The budget also contains a special light fund with revenues and expenses set at about $34,000. The light fund is a maintenance fund paid for with taxes from anyone living within 250 feet of a streetlight.
Attending the meeting were Jeff and Cindy Dawson, of Dudek Road. The Dawsons said they were concerned with the condition of the road and expressed frustration that previous complaints to the supervisors resulted in little or no attempts to fix the problems.
Jeff Dawson said drainage problems with the road causes water to enter and damage his garage. He tried to alleviate the problem with sand bags and by installing a drainage system in front of the garage.
No longer feasible
He said it no longer is financially feasible to keep trying to find solutions. In addition to the drainage problems, the road, which is unpaved, is in very poor condition, as is a cement culvert bridge on the road.
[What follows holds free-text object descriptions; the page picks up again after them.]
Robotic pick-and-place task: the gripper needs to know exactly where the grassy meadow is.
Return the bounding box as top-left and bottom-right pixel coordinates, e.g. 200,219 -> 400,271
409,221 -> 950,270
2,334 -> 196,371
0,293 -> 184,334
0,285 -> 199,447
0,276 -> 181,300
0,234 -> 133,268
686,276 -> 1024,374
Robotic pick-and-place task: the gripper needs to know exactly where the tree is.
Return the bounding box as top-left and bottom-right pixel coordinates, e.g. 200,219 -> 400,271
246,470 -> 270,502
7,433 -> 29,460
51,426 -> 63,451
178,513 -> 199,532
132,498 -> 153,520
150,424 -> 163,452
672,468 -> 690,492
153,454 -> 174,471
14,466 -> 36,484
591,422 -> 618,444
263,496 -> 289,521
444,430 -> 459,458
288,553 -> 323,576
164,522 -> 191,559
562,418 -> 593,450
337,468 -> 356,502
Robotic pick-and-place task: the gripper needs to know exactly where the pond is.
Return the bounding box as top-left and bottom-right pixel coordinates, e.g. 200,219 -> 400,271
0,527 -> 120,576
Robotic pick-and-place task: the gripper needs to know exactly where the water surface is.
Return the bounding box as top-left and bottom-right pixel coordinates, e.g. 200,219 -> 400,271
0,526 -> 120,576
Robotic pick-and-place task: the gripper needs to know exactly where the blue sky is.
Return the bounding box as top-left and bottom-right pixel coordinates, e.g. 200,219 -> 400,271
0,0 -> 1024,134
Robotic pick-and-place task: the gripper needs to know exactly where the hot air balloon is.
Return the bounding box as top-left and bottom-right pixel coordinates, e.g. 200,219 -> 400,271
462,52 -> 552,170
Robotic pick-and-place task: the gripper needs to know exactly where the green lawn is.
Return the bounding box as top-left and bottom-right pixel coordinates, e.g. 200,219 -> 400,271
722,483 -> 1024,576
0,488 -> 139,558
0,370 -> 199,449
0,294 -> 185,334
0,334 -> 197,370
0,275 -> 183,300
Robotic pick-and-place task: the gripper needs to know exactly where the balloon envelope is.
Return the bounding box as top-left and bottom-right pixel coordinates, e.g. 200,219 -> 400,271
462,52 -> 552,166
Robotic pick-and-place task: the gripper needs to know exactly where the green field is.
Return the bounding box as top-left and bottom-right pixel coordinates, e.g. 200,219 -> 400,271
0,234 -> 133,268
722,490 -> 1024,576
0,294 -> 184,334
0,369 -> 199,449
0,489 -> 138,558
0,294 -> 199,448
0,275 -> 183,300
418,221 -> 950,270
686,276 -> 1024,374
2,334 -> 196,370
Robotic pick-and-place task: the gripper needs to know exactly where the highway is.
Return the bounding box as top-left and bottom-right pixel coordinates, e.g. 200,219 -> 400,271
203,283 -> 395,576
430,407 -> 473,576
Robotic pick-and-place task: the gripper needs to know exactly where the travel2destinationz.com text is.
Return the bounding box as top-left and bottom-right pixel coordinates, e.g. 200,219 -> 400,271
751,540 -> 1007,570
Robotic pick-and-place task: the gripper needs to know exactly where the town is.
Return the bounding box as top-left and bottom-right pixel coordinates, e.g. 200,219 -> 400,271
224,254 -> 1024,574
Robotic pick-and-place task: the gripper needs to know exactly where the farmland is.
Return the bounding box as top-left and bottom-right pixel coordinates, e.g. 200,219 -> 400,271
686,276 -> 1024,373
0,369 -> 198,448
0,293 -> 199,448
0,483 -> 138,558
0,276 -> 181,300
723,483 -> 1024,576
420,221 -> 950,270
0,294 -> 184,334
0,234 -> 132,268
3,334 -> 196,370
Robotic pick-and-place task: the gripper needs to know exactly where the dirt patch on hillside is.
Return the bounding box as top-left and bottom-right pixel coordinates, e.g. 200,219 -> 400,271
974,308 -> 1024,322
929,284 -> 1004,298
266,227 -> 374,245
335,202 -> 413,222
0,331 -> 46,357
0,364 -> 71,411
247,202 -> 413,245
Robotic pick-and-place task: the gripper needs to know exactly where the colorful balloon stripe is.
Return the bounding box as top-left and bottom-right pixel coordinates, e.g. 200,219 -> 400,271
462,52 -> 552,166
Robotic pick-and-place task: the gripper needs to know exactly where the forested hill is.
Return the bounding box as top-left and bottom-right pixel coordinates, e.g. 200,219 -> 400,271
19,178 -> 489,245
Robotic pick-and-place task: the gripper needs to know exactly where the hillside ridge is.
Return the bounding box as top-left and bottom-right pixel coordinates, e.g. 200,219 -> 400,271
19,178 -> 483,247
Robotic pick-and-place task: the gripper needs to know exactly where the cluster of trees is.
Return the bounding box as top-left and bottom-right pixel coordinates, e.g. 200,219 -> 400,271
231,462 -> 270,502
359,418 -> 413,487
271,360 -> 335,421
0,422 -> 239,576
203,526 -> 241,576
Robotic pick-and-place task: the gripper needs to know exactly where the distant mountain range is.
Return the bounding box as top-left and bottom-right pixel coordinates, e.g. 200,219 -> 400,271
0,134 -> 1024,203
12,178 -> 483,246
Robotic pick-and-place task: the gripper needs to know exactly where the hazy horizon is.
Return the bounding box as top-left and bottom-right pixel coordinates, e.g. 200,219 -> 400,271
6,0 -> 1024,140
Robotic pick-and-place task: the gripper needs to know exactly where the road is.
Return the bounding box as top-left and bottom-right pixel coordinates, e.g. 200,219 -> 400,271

The road is eroded and covered with deep pot holes and the bridge "is in horrible shape," he said.
Dawson asked why the road has been in such poor condition for so long, and said other roads in the township have been fixed while Dudek Road seems to have been ignored.
Dawson said a township work crew recently cleared debris out of a drainage pipe on the road, but left the debris in a pile on the road.
Supervisor John Eck said the township is receiving a smaller percentage of state liquid fuels funds, which are moneys acquired through a tax on gasoline. Eck said he did not want to tar and chip the road because that "does not hold up."
The solution to the problem with the road would be to pave it, he said. However the cost of asphalt has tripled in recent years, he said.
His goal since becoming supervisor 10 years ago was to see that the township's more than 10 miles of dirt roads get paved. About 2.5 miles remain, he said.
Eck said the road could be graded, which would provide a temporary solution to the problem.
Eck apologized for the work crew leaving debris on the road, said he did not know why they did that, but said they have been extremely busy with multiple projects.
Dawson said the crew had the equipment on hand and could easily have removed the debris from the road.
Cindy Dawson said she planned to file a Freedom of Information Act request for information on township road maintenance projects over the last five years, what funds have been earmarked for road maintenance and how those funds are spent.